# CALCULUS OF VARIATIONS - 2020/1

Module code: MATM059

## Module Overview

The objective of this module is to introduce students to some of the classical and modern methods in the Calculus of Variations. There will be many examples to illustrate the theory in action.

### Module provider

Mathematics

BEVAN Jonathan (Maths)

### Module cap (Maximum number of students): 30

Independent Learning Hours: 106

Lecture Hours: 33

Tutorial Hours: 11

Semester 2

## Prerequisites / Co-requisites

MAT1032 Real Analysis 1 and MAT2004 Real Analysis 2, or equivalent.

## Module content

• Variational symmetries and conservation laws.

• Weak derivatives, the fundamental lemma of the Calculus of Variations, and the spaces Lp(a,b) and W1,p(a,b).

• The weak Euler-Lagrange equation.

• Convexity and the Legendre condition.

• Solving the Euler-Lagrange equation. Examples to include the brachistochrone, minimal surfaces of revolution, the catenary.
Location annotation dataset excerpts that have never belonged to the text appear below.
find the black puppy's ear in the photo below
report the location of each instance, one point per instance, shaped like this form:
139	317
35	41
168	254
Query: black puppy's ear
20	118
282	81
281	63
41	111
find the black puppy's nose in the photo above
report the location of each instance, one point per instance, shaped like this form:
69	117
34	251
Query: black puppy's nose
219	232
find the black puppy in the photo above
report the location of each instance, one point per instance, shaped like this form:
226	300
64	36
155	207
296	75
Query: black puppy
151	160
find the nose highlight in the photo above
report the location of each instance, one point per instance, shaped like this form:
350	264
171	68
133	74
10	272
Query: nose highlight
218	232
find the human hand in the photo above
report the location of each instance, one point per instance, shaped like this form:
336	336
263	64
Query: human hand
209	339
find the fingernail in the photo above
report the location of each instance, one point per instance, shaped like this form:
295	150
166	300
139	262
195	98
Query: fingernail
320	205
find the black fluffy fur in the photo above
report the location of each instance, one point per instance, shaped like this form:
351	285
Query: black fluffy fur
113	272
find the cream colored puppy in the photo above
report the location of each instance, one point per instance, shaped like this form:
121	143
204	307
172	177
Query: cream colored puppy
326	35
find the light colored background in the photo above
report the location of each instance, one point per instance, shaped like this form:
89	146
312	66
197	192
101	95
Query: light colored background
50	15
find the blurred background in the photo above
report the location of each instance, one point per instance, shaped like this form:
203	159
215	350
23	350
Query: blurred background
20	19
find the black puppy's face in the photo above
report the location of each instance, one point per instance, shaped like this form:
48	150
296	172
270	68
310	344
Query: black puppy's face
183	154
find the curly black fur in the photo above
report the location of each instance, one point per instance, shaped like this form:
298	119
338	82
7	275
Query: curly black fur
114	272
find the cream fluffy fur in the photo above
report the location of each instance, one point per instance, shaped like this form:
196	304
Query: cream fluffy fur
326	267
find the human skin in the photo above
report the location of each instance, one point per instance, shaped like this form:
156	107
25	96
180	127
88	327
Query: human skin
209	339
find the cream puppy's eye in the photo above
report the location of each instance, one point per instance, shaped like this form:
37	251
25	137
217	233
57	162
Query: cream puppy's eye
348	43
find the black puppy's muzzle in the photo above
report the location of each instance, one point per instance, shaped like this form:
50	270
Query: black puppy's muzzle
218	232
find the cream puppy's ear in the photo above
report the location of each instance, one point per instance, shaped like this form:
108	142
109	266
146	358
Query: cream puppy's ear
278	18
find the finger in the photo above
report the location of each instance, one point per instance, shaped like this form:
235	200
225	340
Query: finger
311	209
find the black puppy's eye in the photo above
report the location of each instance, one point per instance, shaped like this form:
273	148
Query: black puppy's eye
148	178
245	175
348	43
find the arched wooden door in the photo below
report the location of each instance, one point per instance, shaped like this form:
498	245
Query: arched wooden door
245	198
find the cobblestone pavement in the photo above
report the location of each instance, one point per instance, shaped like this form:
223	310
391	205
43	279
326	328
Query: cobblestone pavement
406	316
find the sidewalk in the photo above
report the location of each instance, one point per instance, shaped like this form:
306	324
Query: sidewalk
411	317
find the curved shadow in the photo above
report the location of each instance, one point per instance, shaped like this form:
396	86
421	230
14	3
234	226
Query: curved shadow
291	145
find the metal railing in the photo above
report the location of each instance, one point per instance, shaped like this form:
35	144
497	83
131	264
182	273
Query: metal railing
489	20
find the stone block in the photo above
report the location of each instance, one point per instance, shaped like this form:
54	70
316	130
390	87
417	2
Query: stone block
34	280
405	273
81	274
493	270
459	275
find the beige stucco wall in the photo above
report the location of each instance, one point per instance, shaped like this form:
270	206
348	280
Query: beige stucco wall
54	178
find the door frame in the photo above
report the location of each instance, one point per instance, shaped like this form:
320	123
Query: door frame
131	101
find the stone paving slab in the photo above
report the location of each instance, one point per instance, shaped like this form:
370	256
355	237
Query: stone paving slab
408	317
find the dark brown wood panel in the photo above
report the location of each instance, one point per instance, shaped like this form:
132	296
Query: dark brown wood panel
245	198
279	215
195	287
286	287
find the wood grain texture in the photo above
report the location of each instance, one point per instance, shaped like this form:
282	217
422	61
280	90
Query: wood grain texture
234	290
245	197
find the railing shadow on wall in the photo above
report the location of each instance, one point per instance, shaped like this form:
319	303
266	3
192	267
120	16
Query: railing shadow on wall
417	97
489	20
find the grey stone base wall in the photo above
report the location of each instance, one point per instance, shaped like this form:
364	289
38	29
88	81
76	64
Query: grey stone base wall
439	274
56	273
• The direct method of the Calculus of Variations.  Examples of problems with no minimizer.

• Weak and strong local minimizers: sufficient conditions for a solution of the Euler-Lagrange equation to be a minimizer.

• Constrained variational problems.

## Assessment pattern

Assessment type Unit of assessment Weighting
School-timetabled exam/test In-Semester Test 50 minutes 20
Examination Examination 80

N/A

## Assessment Strategy

The strategy of assessment via Examination and In-Semester Test is designed to provide:

• A detailed introduction to the classical and modern methods in the Calculus of Variations

• Experience of the methods used to interpret, understand and solve applicable problems using such techniques.

## Module aims

• Equip students with some of the basic tools of the Calculus of Variations
• Develop the students’ appreciation of where the Calculus of Variations is useful and how it fits in with other mathematical disciplines

## Learning outcomes

 Attributes Developed 001 Accurately identify conditions under which the Euler-Lagrange equation can be derived, and to derive it from first principles under these conditions 002 Recognize and determine appropriate function spaces in which to set given variational problems, and to apply previous knowledge of ordinary differential equations in order to solve them 003 Understand and apply theorems concerning weak and strong local minimizers to given variational problems

Attributes Developed

C - Cognitive/analytical

K - Subject knowledge

T - Transferable skills

P - Professional/Practical skills

## Methods of Teaching / Learning

The learning and teaching methods include:

• 3 x 1 hour lectures per week x 11 weeks interspersed with tutorials when appropriate for 11 weeks.

• Formative feedback will be provided both on submitted problem sheets and in the In-Semester test, to help students develop their understanding as the course progresses.

Indicated Lecture Hours (which may also include seminars, tutorials, workshops and other contact time) are approximate and may include in-class tests where one or more of these are an assessment on the module. In-class tests are scheduled/organised separately to taught content and will be published on to student personal timetables, where they apply to taken modules, as soon as they are finalised by central administration. This will usually be after the initial publication of the teaching timetable for the relevant semester.